The Santa Cruz entrepreneur—producer, industrialist, or agro-industrialist—understands cycles, accepts losses, and plans for the long term. He knows that instant wealth does not exist and that economic freedom is built through discipline, reinvestment, and sustained work. That is why, when subsidies are discussed, the reaction is not automatic rejection. There is discomfort, yes, but also understanding: nothing is free, everything is paid for, and someone always finances the distortion.

While in the east many accept the end of subsidies as a harsh but necessary measure to reorder the economy, in the west resistance is fierce. Not only for social reasons, but because the subsidy fits perfectly into the logic of the lucky break: a benefit that arrives without having gone through the productive process, a rent that replaces long-term effort.

The last twenty years reinforced that mindset. The cycle of high prices and fiscal abundance was experienced as a confirmation of the model: spend today, distribute today, enjoy today. When the boom ends, conflict appears. The productive model, by contrast, is accustomed to scarcity, adverse cycles, and adjusting without dramatics.

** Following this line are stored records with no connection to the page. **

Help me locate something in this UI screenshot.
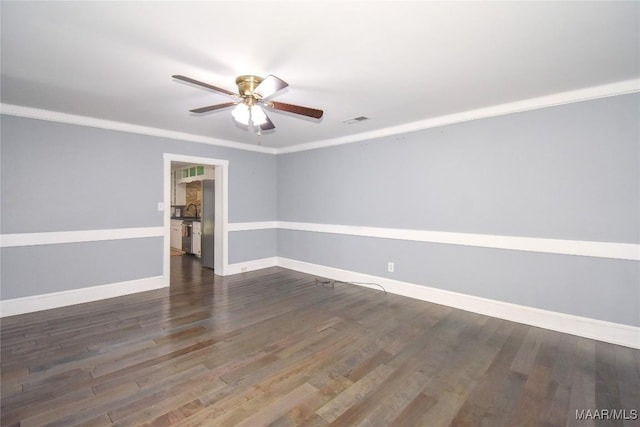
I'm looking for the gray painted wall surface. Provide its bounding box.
[278,230,640,326]
[0,115,277,299]
[0,115,277,234]
[278,94,640,326]
[229,229,278,264]
[0,237,162,300]
[278,94,640,243]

Bolivia is not facing only an economic crisis; it is facing a dispute between two ways of understanding wealth. One model waits for luck to save it; the other accepts that time, work, and investment are unavoidable. As long as this difference is not recognized, the country will remain trapped between the nostalgia of Cerro Rico and the patience of the furrow. That is, at bottom, the true struggle of the two models.